Todo lo demás es hastío. Una gran nada que ni puede definirse como asfixiante. Mantener a las personas a mi cargo sanas es la única misión, lleva todo el día, pero son acciones contadas que no se diferencian en nada con las que eran antes de todo esto. Mientras, el tiempo, el murmullo de la radio, de la televisión, de la música y hasta de los libros. Todo es murmullo amorfo. La emocionalidad, en lugar de dispararse, se me ha quedado escuálida. He perdido a dos miembros de mi familia en lo que va de pandemia, la imposibilidad del duelo, mejor dicho, del ritual, no ha caído ni como una losa, ni como un mazazo, ni como nada. El dolor ha sido absorbido por un paso del tiempo fofo y muy poco épico.
Escucho las recomendaciones del Ministerio de Sanidad, las sigo como puedo y poco más. En medio de los aplausos de las ocho me siento un poco el mayor Tom al que le preguntan desde La Tierra si aún puede escucharles. El miedo a no poder pagar mi casa, a perder más trabajos, a perder más familiares o a enfermar se me ha hecho mediocre, como una escocedura en mal sitio. En ese abismo de la pena doméstica y enfrentando problemas realmente serios con cara de interrogación me encuentro.
Mi pandemia es una pandemia de moqueta y chándal barato que come pan de molde. Que va acumulando todos estos pesares, todos estos miedos, todos estos anhelos, todo este amor que no estoy dispensando para después, para cuando esto termine. Esto sí me da miedo, esta asepsia fea y con pelotillas, este vacío creciente e incrédulo, esta hiperconsciencia medio cínica que se me ha instalado y que me impide conmoverme como supongo que debería. O es un mecanismo de defensa o una huida hacia adelante que va a salir mal. Me gustaría aportar toda esa claridad que escritoras mucho mejores que yo están exhibiendo, todo ese análisis de la realidad que yo no alcanzo a ver en zapatillas de estar por casa.

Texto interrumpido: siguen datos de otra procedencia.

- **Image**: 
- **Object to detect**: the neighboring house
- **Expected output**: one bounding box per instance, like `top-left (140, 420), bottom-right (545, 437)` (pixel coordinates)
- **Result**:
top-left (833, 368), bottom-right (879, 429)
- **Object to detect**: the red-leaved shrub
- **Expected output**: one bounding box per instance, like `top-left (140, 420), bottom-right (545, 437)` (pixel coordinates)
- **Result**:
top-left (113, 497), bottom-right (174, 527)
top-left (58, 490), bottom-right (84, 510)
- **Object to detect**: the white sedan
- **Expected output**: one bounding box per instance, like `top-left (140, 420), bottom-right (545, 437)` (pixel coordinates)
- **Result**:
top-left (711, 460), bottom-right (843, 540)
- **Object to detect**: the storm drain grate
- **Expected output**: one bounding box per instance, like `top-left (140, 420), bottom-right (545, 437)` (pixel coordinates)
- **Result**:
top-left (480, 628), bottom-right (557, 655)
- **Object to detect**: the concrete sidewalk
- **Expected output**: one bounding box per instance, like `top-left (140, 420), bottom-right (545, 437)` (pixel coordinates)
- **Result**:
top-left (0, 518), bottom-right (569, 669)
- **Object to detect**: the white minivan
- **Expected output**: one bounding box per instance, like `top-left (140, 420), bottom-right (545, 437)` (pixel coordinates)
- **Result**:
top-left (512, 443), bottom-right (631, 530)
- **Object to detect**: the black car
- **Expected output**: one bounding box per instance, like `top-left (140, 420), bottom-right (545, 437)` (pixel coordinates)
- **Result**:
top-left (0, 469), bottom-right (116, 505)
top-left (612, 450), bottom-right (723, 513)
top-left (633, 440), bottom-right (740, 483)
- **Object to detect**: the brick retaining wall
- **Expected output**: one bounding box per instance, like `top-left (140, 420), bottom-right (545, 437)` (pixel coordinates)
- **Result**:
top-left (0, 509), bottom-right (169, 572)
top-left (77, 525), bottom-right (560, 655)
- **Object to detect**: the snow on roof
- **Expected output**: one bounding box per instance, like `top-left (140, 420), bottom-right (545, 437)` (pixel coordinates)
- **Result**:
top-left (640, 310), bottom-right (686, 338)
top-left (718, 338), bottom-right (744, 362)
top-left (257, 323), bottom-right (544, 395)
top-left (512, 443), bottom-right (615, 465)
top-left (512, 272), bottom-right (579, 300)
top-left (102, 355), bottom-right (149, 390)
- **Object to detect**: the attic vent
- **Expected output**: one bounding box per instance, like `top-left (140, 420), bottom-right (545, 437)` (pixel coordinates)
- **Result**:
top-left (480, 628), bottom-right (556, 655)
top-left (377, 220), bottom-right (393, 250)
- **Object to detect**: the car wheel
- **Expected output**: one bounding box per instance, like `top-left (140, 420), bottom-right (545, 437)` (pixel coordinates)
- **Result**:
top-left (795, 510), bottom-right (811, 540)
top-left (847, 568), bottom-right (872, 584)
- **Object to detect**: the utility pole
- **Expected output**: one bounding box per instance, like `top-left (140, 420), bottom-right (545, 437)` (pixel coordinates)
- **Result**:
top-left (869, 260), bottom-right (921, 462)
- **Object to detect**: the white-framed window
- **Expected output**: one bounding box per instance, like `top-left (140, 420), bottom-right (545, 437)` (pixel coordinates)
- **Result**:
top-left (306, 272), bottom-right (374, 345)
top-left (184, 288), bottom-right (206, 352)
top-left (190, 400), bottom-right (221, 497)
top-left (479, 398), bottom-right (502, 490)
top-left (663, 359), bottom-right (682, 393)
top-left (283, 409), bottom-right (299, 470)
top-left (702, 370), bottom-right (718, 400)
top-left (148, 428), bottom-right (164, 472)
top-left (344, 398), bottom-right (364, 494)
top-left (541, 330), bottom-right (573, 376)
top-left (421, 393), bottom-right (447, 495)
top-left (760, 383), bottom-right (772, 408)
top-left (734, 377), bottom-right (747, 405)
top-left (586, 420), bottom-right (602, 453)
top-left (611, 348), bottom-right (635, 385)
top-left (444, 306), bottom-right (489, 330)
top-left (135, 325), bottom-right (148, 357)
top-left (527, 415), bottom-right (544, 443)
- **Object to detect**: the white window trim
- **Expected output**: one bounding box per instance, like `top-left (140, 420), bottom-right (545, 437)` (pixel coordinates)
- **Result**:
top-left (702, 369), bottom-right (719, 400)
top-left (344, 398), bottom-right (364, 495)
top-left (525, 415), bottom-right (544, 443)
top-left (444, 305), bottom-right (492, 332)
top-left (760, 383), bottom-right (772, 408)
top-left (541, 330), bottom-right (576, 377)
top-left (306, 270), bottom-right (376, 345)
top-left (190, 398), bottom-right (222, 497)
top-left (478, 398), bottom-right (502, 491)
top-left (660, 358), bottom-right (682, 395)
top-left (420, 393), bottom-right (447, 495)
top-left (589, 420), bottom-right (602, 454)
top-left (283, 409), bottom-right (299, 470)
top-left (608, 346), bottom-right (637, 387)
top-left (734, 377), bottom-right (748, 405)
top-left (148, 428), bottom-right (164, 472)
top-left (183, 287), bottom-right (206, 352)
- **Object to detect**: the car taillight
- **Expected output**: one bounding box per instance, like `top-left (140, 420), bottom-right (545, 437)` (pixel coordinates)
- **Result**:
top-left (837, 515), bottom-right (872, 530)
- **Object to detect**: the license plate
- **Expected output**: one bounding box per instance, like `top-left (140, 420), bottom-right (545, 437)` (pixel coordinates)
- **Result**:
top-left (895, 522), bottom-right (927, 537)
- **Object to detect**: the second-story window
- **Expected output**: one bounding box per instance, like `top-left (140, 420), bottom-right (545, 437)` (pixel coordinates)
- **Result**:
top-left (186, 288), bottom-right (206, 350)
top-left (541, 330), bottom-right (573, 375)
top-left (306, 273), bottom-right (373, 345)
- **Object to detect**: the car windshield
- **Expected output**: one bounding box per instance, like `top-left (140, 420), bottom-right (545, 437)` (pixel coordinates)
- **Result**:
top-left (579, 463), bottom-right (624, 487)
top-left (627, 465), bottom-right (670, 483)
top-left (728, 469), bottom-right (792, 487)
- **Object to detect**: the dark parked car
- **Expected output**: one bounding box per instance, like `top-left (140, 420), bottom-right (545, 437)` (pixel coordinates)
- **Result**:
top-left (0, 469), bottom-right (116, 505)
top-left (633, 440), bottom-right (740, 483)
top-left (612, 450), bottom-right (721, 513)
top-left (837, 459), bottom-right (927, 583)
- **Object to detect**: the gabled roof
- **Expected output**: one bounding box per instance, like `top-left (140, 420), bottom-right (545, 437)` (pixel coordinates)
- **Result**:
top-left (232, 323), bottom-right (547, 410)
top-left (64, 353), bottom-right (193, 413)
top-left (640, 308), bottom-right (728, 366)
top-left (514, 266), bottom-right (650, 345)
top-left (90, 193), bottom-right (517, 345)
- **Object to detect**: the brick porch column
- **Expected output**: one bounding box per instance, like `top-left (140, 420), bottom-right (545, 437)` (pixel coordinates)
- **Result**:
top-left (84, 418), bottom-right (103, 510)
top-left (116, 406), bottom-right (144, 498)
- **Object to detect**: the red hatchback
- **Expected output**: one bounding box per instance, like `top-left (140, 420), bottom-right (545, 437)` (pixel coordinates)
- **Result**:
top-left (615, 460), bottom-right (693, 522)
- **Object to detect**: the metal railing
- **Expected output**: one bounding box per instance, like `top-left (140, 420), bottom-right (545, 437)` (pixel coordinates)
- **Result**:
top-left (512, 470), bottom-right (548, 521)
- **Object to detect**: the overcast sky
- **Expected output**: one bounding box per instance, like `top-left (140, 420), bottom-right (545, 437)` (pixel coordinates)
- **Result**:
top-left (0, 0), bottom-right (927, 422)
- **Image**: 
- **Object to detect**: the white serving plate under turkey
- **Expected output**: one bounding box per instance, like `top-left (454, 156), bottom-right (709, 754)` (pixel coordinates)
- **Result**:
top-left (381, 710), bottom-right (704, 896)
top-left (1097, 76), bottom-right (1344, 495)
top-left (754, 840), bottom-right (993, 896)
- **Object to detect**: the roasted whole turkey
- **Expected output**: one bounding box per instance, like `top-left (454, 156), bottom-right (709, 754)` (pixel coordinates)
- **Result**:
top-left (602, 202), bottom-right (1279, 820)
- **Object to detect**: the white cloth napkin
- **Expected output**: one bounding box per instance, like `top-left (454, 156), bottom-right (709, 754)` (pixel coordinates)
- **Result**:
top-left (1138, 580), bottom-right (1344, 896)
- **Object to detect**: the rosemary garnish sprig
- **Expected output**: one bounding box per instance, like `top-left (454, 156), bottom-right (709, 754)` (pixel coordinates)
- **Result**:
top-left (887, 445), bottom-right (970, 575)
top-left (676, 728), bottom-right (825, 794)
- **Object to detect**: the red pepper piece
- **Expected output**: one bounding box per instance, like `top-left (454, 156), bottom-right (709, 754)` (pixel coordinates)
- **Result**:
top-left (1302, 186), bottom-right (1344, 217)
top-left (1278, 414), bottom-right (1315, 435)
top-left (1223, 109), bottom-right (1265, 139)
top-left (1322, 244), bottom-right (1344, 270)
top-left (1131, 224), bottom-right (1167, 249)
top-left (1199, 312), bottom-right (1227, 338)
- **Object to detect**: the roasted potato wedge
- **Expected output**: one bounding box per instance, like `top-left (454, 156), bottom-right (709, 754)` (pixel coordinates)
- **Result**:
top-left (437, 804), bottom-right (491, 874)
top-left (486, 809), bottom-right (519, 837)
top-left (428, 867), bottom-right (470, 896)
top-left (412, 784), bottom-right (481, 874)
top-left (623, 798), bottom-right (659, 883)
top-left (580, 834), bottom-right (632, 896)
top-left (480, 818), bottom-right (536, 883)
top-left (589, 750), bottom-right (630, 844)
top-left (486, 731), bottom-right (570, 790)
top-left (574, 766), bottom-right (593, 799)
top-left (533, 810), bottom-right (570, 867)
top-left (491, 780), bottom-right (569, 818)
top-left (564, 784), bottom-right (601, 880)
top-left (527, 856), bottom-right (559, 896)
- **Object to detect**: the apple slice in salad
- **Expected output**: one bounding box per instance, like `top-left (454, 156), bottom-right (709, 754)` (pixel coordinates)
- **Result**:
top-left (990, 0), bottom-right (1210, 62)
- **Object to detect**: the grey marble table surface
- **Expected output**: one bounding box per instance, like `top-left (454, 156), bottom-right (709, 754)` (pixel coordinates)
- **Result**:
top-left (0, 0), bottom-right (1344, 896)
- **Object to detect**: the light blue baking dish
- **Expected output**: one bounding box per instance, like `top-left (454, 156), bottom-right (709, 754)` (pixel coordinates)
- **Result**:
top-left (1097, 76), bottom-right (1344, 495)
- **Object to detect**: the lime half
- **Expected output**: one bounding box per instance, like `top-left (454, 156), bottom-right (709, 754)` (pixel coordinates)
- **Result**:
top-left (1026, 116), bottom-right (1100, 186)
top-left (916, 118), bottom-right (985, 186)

Esta columna apela a la mediocridad, a la pesadez de miembros y de cabeza, a la distancia social que se ha hecho síndrome y a la incapacidad para reaccionar con fiereza, alegría o inteligencia suficientes. También sucede, espero que suceda, necesito que suceda para no sentirme una persona cuestionable. Si lo nuestro no va a ser la utilidad, que sea la comunión. A menudo leo cómo nos preguntamos unas a otras qué es lo primero que vamos a hacer cuando termine el confinamiento. Antes de los besos, de los abrazos, de los paseos, de esa cerveza fría al sol o de correr unos kilómetros, me gustaría despertar de este sueño de sudadera y calcetines gordos y llorar un mundo, sentir todo el miedo de golpe, experimentar el vacío de los que se han ido en toda su amargura, reconectar con ese mundo que ahora veo a través de unas cortinas feas, aburridas y no demasiado limpias. Siento no ser de más utilidad. Mi aportación es ser la columnista que no aportó cuando tocaba. Mucha suerte y mucha fuerza.